2.4 Rate of an nth eavesdropper eavesdropping on a kth vehicular user on an mth subband

Expressed as:

wherein

Represents the power of the k-th vehicle user, g _k,n [m]Indicates the channel gain, σ, of the k-th vehicle to the eavesdropper on the m-th band ² The representation of the noise is represented by,

is the disturbance suffered during the eavesdropping,

transmission power g representing that m-th vehicle performs V2V communication _m,n [m]Denotes the channel gain, ρ, of the m-th vehicle in V2V communication with the eavesdropper _k′ [m]Using this band is denoted by 1, ρ _k′ [m]0 means that this band is not used.

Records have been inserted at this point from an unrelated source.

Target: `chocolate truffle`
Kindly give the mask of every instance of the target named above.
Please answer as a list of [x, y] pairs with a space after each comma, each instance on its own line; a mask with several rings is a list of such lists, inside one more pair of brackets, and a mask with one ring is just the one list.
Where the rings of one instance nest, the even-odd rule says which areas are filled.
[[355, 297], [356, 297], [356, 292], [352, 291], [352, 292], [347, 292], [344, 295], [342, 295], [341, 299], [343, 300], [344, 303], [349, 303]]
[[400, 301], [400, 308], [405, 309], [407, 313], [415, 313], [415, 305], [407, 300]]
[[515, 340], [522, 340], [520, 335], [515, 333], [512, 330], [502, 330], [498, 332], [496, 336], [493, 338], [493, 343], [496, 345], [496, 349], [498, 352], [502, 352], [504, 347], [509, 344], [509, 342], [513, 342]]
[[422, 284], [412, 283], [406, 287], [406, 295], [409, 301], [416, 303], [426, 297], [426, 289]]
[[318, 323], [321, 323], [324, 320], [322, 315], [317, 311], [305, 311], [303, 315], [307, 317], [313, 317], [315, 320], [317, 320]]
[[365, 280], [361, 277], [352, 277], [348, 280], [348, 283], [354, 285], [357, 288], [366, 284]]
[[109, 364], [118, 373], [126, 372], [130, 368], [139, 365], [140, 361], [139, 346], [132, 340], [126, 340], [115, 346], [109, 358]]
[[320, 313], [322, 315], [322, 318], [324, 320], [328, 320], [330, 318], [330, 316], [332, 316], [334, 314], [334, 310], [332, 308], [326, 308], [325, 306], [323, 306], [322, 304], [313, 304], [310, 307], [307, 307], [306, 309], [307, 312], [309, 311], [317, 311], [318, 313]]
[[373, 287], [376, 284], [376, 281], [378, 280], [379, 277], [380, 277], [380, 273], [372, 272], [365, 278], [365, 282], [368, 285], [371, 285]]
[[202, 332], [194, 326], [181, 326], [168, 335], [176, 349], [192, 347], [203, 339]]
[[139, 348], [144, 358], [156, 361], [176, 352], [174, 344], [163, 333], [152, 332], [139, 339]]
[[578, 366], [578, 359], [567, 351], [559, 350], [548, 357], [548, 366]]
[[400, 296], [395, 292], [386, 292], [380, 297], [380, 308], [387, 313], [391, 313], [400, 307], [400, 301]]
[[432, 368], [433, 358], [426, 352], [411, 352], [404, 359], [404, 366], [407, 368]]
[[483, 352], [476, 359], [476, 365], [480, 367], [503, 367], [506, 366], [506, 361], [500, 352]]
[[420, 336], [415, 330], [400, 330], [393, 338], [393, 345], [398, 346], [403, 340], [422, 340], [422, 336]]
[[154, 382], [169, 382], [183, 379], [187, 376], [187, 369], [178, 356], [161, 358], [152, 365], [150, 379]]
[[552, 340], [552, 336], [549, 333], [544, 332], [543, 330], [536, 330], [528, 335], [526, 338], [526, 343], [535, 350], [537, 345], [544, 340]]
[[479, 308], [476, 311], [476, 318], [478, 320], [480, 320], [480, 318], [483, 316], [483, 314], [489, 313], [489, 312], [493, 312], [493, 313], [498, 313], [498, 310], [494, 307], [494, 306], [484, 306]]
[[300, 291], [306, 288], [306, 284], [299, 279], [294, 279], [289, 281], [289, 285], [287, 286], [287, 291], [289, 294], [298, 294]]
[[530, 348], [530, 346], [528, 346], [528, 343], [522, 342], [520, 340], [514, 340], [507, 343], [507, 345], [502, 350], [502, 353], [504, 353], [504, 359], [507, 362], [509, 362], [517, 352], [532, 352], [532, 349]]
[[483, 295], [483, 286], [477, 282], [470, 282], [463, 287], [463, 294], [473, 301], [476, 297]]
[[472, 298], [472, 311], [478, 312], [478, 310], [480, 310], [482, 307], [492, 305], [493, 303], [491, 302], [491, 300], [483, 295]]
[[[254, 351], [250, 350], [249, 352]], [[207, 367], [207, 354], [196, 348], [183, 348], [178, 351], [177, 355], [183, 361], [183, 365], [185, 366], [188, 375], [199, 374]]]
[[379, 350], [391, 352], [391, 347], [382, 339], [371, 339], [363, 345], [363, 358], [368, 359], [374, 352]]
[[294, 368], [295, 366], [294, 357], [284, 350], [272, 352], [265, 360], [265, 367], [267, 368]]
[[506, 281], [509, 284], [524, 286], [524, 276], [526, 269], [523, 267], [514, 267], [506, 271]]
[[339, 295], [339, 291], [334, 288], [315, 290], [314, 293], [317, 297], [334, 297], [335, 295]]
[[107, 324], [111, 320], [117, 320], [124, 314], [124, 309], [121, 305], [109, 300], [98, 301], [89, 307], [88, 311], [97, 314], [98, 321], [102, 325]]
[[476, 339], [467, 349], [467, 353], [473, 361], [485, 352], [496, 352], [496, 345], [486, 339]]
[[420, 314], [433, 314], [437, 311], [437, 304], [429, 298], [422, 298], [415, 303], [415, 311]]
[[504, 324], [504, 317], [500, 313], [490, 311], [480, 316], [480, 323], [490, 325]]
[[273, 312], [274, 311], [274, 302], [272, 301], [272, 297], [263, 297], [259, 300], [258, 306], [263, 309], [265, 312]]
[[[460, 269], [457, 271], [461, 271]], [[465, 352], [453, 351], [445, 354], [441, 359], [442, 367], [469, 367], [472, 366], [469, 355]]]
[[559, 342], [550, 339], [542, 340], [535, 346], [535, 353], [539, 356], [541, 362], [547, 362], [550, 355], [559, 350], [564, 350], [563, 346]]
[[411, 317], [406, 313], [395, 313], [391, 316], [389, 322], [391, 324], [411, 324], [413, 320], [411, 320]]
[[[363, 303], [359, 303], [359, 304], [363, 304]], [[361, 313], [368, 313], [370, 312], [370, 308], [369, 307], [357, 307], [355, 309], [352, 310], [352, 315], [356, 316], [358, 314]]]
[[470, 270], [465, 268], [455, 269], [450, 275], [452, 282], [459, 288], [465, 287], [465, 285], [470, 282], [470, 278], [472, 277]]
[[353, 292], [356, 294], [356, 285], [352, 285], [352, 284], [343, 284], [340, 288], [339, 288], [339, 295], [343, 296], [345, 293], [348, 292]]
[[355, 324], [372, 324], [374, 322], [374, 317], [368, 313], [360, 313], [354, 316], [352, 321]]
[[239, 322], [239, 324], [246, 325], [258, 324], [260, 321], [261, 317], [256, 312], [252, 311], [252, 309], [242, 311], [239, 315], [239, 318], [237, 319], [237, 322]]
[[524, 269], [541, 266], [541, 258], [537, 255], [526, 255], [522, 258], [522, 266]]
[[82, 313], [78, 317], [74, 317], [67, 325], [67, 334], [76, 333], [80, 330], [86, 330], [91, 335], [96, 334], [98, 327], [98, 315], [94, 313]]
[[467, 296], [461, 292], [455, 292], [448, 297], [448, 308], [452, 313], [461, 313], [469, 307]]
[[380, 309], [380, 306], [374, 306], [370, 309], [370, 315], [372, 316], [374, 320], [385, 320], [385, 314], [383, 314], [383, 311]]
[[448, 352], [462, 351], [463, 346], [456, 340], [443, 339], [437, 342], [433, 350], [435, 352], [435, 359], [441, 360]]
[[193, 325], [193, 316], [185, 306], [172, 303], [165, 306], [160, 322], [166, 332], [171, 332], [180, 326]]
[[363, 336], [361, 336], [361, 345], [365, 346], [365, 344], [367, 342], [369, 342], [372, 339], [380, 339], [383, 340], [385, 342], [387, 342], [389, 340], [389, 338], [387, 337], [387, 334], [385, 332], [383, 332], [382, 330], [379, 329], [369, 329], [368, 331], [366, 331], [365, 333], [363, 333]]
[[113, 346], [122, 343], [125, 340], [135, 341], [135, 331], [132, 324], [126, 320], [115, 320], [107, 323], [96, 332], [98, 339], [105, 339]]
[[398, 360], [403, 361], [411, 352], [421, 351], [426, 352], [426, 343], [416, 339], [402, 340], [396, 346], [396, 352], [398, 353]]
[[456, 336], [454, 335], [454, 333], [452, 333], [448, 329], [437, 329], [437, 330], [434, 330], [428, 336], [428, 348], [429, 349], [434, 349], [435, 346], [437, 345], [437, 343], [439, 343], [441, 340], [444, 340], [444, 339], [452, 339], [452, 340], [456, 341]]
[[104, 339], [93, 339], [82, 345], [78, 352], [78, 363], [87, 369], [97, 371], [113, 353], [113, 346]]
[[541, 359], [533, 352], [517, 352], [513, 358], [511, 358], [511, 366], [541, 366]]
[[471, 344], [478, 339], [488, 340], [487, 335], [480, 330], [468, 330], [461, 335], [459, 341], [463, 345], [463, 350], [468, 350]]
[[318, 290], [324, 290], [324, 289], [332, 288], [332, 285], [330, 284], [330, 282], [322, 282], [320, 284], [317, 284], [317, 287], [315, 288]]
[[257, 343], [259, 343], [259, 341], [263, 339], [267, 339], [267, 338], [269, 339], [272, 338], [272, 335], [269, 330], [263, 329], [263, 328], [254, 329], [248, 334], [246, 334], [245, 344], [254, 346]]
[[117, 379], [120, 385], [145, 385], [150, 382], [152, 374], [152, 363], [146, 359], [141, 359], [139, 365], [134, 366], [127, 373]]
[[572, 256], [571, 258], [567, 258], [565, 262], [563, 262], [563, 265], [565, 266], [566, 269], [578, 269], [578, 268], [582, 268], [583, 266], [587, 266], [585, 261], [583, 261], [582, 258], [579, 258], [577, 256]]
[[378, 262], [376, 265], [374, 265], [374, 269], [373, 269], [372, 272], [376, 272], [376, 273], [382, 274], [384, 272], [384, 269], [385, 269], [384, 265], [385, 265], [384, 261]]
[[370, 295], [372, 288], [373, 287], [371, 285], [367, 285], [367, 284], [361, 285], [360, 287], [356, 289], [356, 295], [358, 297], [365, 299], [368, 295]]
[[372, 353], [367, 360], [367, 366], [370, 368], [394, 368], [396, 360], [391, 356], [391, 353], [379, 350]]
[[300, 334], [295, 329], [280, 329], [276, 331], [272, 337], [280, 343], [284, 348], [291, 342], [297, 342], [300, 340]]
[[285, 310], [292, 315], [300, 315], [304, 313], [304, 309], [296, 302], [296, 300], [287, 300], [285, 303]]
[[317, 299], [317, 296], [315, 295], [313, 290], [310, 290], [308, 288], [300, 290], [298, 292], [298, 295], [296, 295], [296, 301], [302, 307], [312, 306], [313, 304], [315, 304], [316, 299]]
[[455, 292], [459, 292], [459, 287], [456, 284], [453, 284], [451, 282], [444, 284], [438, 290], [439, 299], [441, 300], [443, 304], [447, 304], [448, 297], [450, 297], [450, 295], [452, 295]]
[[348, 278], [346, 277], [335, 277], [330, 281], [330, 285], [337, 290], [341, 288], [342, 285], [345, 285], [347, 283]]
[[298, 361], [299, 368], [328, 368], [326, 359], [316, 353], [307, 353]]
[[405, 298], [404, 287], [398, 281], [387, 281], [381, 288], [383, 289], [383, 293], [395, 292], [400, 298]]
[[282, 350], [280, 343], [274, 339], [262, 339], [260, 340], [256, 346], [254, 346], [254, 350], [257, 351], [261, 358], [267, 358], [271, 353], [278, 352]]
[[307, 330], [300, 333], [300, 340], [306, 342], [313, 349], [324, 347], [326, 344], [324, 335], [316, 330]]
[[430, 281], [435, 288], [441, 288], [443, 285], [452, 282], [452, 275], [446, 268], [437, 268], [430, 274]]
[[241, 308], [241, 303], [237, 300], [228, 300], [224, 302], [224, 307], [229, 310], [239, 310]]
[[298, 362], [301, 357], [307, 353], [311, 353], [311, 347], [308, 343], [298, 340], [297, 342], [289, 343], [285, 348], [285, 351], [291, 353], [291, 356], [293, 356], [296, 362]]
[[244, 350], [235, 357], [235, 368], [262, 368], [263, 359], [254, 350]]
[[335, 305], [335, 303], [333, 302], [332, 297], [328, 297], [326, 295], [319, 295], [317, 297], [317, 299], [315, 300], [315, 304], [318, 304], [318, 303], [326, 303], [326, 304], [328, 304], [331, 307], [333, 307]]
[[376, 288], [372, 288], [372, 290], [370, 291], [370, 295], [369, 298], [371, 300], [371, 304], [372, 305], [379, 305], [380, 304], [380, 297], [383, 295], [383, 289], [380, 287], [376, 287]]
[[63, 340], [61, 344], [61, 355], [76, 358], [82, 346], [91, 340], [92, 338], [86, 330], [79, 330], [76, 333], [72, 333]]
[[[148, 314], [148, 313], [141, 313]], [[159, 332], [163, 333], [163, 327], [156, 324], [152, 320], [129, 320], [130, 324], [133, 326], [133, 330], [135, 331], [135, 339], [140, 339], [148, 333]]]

5. The vehicle networking security computation offload and resource allocation method according to claim 2, wherein the third step is as follows:

3.1 secure offload Rate expressed as

v _e Representing all eavesdroppers.

3.2 time of transmission of kth vehicle user to base station

Wherein B is _k Which represents the size of the computing task,

wherein B is _k Representing the size of the computational task, z _k [j]1 means that the jth resource block is allocated to the kth vehicle user for use, z _k [j]0 means that the jth resource block is not allocated to the kth vehicle user for use, N _c,j Indicates the total number of edge server processing cores, u _E Representing the processing rate of each core; the total delay

3.3 minimizing the maximum service delay among all vehicles, the objective function is:

Subject to:

C ₁ :

C ₂ :

C ₃ :

C ₄ :

C ₅ :

N _c Representing the total number of processing cores and processing power of the MEC server, N _u Representing the total number of serviced vehicles. C ₁ Ensuring that the total number of processing cores does not exceed the core number of edge servers, C ₂ ，C ₃ ，C ₄ Three constraints ensure that each vehicle user can only select one frequency band, one transmitting power and one calculation resource block, C ₅ And the decision variables of the optimization target are designated as binary variables.

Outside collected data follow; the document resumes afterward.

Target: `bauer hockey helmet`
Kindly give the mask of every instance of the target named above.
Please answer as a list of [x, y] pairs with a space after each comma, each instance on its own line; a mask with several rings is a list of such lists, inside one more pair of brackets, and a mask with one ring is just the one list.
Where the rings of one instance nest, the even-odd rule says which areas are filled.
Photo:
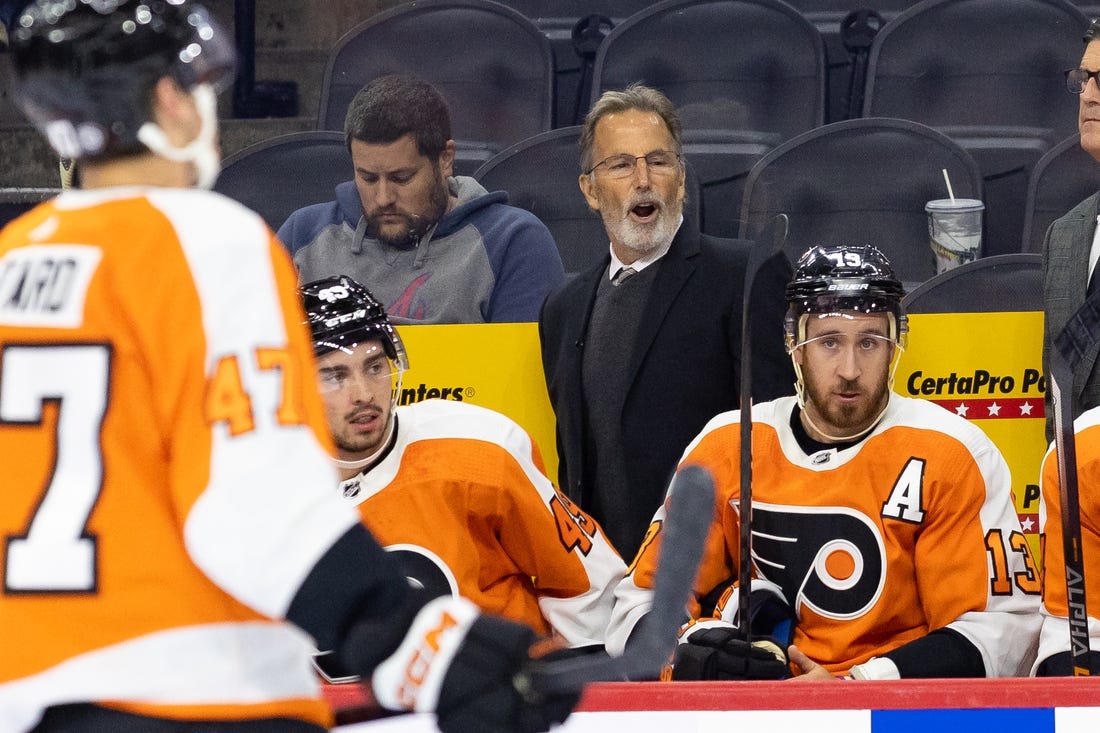
[[386, 356], [401, 370], [409, 368], [405, 346], [385, 307], [355, 280], [333, 275], [302, 285], [300, 293], [313, 333], [315, 355], [338, 349], [349, 351], [363, 341], [378, 339]]
[[844, 311], [891, 315], [891, 338], [904, 346], [909, 331], [901, 305], [904, 295], [890, 261], [877, 247], [811, 247], [798, 258], [787, 285], [787, 348], [792, 350], [805, 339], [806, 316]]
[[190, 0], [35, 0], [11, 53], [17, 104], [65, 158], [144, 152], [159, 79], [212, 98], [234, 69], [232, 37]]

6. The vehicle networking security computation offload and resource allocation method according to claim 2, wherein the process of the fifth step is as follows:

5.1 the motion space can be represented by a three-dimensional coordinate, wherein the x axis represents the selection of a frequency band, the y axis represents the selection of the vehicle emission power, and the z axis represents the selection of a computing resource block on the edge server; let the frequency band select have N _a The power of the vehicle is selected to be N _b In the method, the edge server resource block is selected to have N _p In this way, the action for any vehicle needing service may be N _a ×N _b ×N _p ；

And 5.2, balancing the training process and the exploration process by adopting an element E-greedy strategy, and selecting the action with the maximum Q value by the base station with the probability of 1-element at the time t, and selecting one action from the state space A with the probability of element E.

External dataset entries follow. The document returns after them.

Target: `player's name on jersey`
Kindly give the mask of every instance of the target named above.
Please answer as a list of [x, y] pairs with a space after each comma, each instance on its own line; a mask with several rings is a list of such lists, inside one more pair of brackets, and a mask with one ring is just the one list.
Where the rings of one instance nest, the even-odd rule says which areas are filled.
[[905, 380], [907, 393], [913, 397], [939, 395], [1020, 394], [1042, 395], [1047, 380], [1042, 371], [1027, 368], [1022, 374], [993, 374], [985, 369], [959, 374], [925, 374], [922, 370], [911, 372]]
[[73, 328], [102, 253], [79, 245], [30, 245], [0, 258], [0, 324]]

7. The vehicle networking security computation offload and resource allocation method according to claim 2, wherein the process of the sixth step is as follows:

6.1 partitioning rewards into N according to time of service delay _w Grading;

8. The vehicle networking security computation offload and resource allocation method according to claim 2, wherein the neural network training process of the seventh step is as follows:

9. A computer arrangement, characterized in that the computer arrangement comprises a memory and a processor, the memory storing a computer program which, when executed by the processor, causes the processor to carry out the steps of the car networking security calculation offloading and resource allocation method according to any of claims 1-7.

10. An information data processing terminal, characterized in that the information data processing terminal is used for executing the steps of the vehicle networking security computing unloading and resource allocation method according to any one of claims 1 to 7.